Savvy, with her infectious positivity, is also very popular with her schoolmates.
“Everybody wanted to be her friend. A lot of the kids wanted to help guide her to class and read to her before she could read herself, but teachers have told kids to let her do things on her own,” Michelle said.
Among the things Savvy remembers from when she could see are colors. She sometimes associates them with people in her life, including the different sides of herself.
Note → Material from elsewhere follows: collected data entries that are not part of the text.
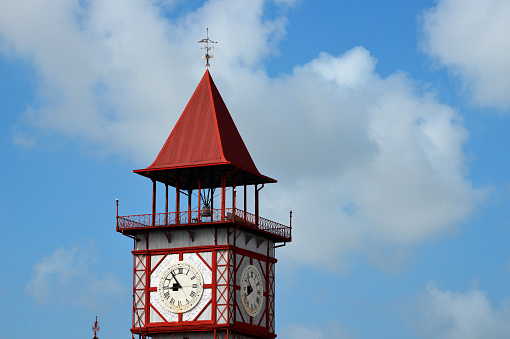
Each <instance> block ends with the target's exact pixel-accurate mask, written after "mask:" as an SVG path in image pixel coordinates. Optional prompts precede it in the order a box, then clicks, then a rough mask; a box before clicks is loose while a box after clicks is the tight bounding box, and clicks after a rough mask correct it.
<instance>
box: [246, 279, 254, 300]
mask: <svg viewBox="0 0 510 339" xmlns="http://www.w3.org/2000/svg"><path fill="white" fill-rule="evenodd" d="M248 285H249V286H248V288H247V290H248V294H247V295H246V296H249V295H250V294H251V292H253V286H251V281H250V278H248Z"/></svg>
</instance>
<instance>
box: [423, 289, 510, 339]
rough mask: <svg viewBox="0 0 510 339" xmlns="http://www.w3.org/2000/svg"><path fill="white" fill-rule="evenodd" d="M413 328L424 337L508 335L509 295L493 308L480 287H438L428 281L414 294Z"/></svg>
mask: <svg viewBox="0 0 510 339" xmlns="http://www.w3.org/2000/svg"><path fill="white" fill-rule="evenodd" d="M416 307H417V310H418V314H419V317H418V319H417V320H418V324H417V329H418V330H419V331H420V333H422V334H423V336H422V337H424V338H444V339H457V338H459V339H461V338H462V339H477V338H494V339H498V338H501V339H502V338H509V337H510V298H507V299H505V300H504V301H503V302H502V303H501V305H500V306H499V307H498V308H495V307H494V306H493V305H492V304H491V302H490V300H489V299H488V298H487V295H486V293H485V292H484V291H481V290H479V289H477V288H472V289H471V290H469V291H468V292H466V293H461V292H452V291H441V290H439V289H437V288H436V287H434V286H432V285H430V286H429V287H428V288H427V289H426V290H425V291H423V292H422V294H421V295H420V296H419V298H418V302H417V304H416Z"/></svg>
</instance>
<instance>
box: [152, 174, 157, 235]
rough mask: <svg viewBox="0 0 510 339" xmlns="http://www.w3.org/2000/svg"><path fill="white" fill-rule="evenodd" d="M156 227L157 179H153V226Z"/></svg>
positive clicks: (152, 181)
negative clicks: (156, 189)
mask: <svg viewBox="0 0 510 339" xmlns="http://www.w3.org/2000/svg"><path fill="white" fill-rule="evenodd" d="M155 225H156V179H152V226H155Z"/></svg>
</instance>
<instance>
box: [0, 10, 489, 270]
mask: <svg viewBox="0 0 510 339" xmlns="http://www.w3.org/2000/svg"><path fill="white" fill-rule="evenodd" d="M33 2H34V6H32V7H31V6H28V5H27V6H23V5H22V4H21V3H20V2H19V1H14V0H10V1H4V2H2V5H0V6H1V7H0V36H1V39H2V40H1V41H2V50H3V51H4V53H10V54H11V55H20V56H23V57H25V58H27V60H30V61H31V62H32V63H33V64H34V66H35V67H36V69H37V71H38V74H39V88H38V95H39V99H40V100H39V102H40V103H39V104H38V106H37V107H31V108H29V110H28V111H27V113H26V114H25V116H24V118H23V121H28V122H29V123H24V124H23V125H22V126H23V127H22V128H20V129H19V136H18V137H17V140H18V143H19V144H23V143H22V142H21V141H22V140H24V139H23V138H22V136H23V135H26V134H23V132H25V131H24V130H23V128H25V129H27V128H33V129H36V130H42V131H50V132H54V133H60V134H63V135H66V136H67V137H69V138H73V139H75V140H77V141H79V142H80V143H81V144H84V145H87V147H94V148H96V149H98V150H100V151H101V152H111V153H116V154H122V155H124V156H126V157H128V158H131V159H133V160H134V161H135V162H136V163H137V164H139V165H138V166H146V165H148V164H149V163H150V162H151V161H152V160H153V159H154V158H155V156H156V154H157V152H158V151H159V149H160V147H161V146H162V144H163V142H164V140H165V139H166V137H167V136H168V134H169V132H170V131H171V129H172V127H173V125H174V124H175V122H176V121H177V119H178V117H179V115H180V113H181V112H182V110H183V109H184V107H185V105H186V102H187V100H189V98H190V96H191V94H192V93H193V90H194V88H195V86H196V85H197V84H198V81H199V79H200V77H201V73H202V72H203V70H204V68H203V63H202V60H200V58H199V56H198V53H199V52H198V51H199V49H198V48H199V47H200V46H198V45H197V44H195V41H198V40H200V39H201V38H202V37H203V36H204V33H205V28H206V27H210V28H211V30H210V34H211V35H210V36H211V38H213V40H216V41H219V44H218V45H216V49H215V50H214V54H215V56H216V57H215V58H214V59H213V68H212V74H213V77H214V79H215V82H216V84H217V86H218V88H219V89H220V92H221V93H222V96H223V98H224V99H225V101H226V103H227V106H228V107H229V110H230V112H231V114H232V115H233V118H234V120H235V121H236V124H237V126H238V128H239V130H240V132H241V135H243V138H244V140H245V143H246V144H247V146H248V148H249V149H250V152H251V154H252V156H253V158H254V160H255V162H256V163H257V164H258V166H259V169H260V170H261V171H262V173H264V174H268V175H270V176H272V177H275V178H277V179H279V180H280V183H279V184H278V185H271V187H270V188H269V187H268V188H266V189H264V191H263V192H262V194H263V195H262V199H263V202H264V205H263V206H262V213H263V215H264V216H265V217H269V218H271V219H275V220H280V221H283V220H287V218H288V214H287V213H288V210H289V209H293V210H294V217H295V218H294V222H293V226H294V237H293V238H294V242H295V244H293V246H290V247H289V248H288V249H286V251H285V253H286V254H288V255H290V256H291V257H292V258H293V259H295V261H296V262H298V263H307V264H310V265H319V266H326V267H328V268H331V269H334V270H338V269H340V270H342V269H346V268H347V267H348V264H349V263H348V261H346V259H345V258H346V257H347V256H346V254H349V253H352V252H365V251H369V252H370V253H372V254H371V255H373V256H375V257H377V256H378V255H377V253H378V252H385V253H386V252H387V249H388V248H393V247H394V248H397V247H399V248H397V249H396V250H395V251H390V252H392V253H394V256H395V260H396V261H397V262H400V261H402V260H401V255H402V253H405V251H402V250H401V249H400V248H405V247H407V246H412V245H413V244H416V243H418V242H420V241H423V240H424V239H427V238H429V237H431V236H435V235H440V234H442V233H444V232H445V231H448V230H451V229H452V228H454V227H455V226H456V225H457V224H458V223H459V222H460V221H462V220H463V219H464V218H466V217H467V216H468V215H469V213H470V212H471V210H472V208H473V206H474V205H475V203H476V201H477V199H478V198H479V197H480V194H479V192H478V191H477V190H476V189H474V188H472V187H471V184H470V182H469V181H468V180H467V177H466V176H467V169H466V163H465V158H464V154H463V151H462V145H463V143H464V142H465V140H466V138H467V132H466V130H465V129H464V126H463V123H462V119H461V117H460V115H459V113H458V112H457V111H456V110H455V109H453V108H452V107H449V106H447V105H444V104H441V103H440V102H438V100H437V99H436V98H435V96H434V95H433V93H426V92H423V90H422V89H421V88H420V87H419V86H418V85H416V83H415V81H413V79H411V78H410V77H409V76H408V75H406V74H402V73H399V72H396V73H394V74H393V75H391V76H389V77H387V78H381V77H380V76H379V75H378V74H377V71H376V65H377V62H376V59H375V57H374V56H372V55H371V54H370V52H369V51H368V50H366V49H365V48H363V47H361V46H359V47H354V48H352V49H351V50H349V51H346V52H345V53H343V54H341V55H337V56H334V55H330V54H328V53H320V54H319V55H318V56H317V57H316V58H315V59H313V60H311V61H310V62H308V63H306V64H304V65H296V67H295V68H294V70H293V71H292V72H291V74H286V75H282V76H279V77H277V78H270V77H269V76H268V75H267V73H266V72H265V71H264V67H263V64H264V61H265V60H267V58H268V57H270V56H274V55H277V53H278V50H277V48H278V43H279V42H280V41H281V39H282V38H283V37H284V36H285V25H286V22H287V19H286V18H285V17H277V18H271V19H268V18H266V17H265V16H264V5H265V4H266V3H267V1H263V0H258V1H238V0H211V1H208V2H205V3H204V4H203V6H202V7H200V8H198V9H197V10H196V11H192V12H189V13H187V14H184V15H182V16H181V17H177V18H171V15H168V11H170V12H171V8H172V7H171V6H169V5H167V6H166V7H165V10H166V12H165V11H164V10H162V9H161V7H158V4H159V2H154V1H153V2H150V1H145V2H143V1H124V0H112V1H108V2H104V1H89V2H75V3H70V2H67V1H60V2H51V6H50V5H48V6H46V5H44V3H45V1H40V0H39V1H35V0H33ZM29 3H31V1H28V4H29ZM170 14H172V13H170ZM165 15H166V16H165ZM19 17H24V18H27V20H25V21H23V22H21V21H20V20H14V19H12V18H19ZM46 21H47V24H45V23H46ZM27 23H28V24H27ZM213 27H214V29H212V28H213ZM20 140H21V141H20ZM266 192H267V193H266ZM390 257H391V256H390ZM323 258H329V260H323ZM390 259H391V258H390ZM390 259H388V260H390ZM388 266H392V265H391V264H390V265H388Z"/></svg>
For example, she said Savvy is purple, but Savannah is sort of a white-greenish.
“She’ll connect a person with a color, and three weeks later the same color will be associated with the same person,” Michelle said.
Her parents said there is some truth to the old adage that when a person loses one sense, the others are heightened.
“I can tiptoe around her on a carpet and she can still hear me,” Michelle said.
“We were in the park and she ran about 40 yards straight to me,” Michael said. “It was the most amazing thing to see. She didn’t detour at all.”
And Savvy has no plans on detouring from a full, productive, joyful life. In fact, she’s already planning her next great adventure in learning.
She wants to learn to play keyboards and trumpet.
“They just sound like cool instruments to learn,” she said, adding with her popular smile, “and maybe I can have my own music room.”